Beyond Hukou Reform: Enhancing Human-Centered Urbanization in China

In this Paulson Policy Memorandum, Juan Chen, Deborah Davis, and Pierre Landry note that, in the past three decades, China has simultaneously witnessed the largest peacetime migration in history and an accelerating process of city expansion. Driving this massive demographic shift has been the migration of over 200 million rural residents, who left their homes to start new lives in China’s cities as migrant laborers.

Yet equally important was the reclassification of 200 million former villagers as residents of new urban districts. Thus, they argue, urbanization in China has been the result of two distinct but interrelated phenomena: first, the growth of cities and towns, swelled by an influx of migrant labor from rural areas, and second, in situ urbanization, whereby villagers become urban residents not because they decided to try their luck in the cities but because their land was reclassified as urban. Rather than go to the city, the city came to them.

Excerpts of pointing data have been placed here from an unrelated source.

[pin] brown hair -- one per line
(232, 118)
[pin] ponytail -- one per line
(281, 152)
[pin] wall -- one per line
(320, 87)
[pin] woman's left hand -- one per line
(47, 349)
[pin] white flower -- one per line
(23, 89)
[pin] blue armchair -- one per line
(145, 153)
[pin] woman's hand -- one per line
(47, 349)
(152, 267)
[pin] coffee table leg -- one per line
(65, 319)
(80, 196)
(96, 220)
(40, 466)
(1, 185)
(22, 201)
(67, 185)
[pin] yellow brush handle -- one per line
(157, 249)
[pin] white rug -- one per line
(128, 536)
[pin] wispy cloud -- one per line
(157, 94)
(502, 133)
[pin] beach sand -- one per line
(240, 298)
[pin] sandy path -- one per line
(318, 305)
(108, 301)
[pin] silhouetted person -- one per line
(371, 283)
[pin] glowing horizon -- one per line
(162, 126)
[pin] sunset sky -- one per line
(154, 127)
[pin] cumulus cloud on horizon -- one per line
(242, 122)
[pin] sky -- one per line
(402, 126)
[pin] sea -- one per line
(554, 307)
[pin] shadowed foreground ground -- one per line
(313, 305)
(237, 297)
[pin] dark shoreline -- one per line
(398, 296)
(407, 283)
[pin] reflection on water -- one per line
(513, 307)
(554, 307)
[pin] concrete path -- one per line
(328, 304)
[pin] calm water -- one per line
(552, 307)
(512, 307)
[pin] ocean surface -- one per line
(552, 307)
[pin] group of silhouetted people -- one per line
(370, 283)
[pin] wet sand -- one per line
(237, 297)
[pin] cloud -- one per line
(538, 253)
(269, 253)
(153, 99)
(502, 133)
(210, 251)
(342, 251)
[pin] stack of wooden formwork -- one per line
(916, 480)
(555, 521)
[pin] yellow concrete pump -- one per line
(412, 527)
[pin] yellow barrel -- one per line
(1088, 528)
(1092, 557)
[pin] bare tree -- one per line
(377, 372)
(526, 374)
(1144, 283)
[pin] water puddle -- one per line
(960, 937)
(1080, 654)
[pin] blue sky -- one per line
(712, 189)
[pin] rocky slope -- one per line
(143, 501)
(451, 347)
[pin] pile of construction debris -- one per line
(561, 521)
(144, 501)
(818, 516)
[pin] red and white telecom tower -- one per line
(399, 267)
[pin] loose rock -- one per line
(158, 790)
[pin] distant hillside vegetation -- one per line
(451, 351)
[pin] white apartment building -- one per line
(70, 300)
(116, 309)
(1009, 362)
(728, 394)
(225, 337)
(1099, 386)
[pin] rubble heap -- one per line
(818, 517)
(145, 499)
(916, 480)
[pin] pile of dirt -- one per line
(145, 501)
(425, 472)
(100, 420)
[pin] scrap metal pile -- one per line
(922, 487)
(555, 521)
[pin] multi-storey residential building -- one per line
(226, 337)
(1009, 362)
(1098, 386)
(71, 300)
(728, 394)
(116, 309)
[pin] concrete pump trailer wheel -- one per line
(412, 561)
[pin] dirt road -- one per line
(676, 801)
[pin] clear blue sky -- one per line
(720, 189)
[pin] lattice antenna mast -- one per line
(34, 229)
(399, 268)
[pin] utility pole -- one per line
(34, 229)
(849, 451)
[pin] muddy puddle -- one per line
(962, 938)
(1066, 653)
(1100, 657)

This leads to the core of the three authors’ policy recommendations: Because these two distinctive processes drive rapid urbanization in China, prospective remedial policies must also distinguish between urbanization of people and urbanization of place.

In their memorandum, the authors focus particularly on in situ urbanization—one of the two distinct pathways to urban residence. They first describe how villagers become urbanites via the re-classification of their land and the associated disparities in quality of life between in situ urbanized rural residents and long-term urbanites. Then, they offer a cluster of policy suggestions to reduce the disparities by: (1) balancing resource distribution between China’s mega cities and its smaller cities, (2) creating incentives for Chinese local governments to focus on providing public services and improving residents’ quality of life, and (3) cultivating government-coordinated but resident-participated models for urban development.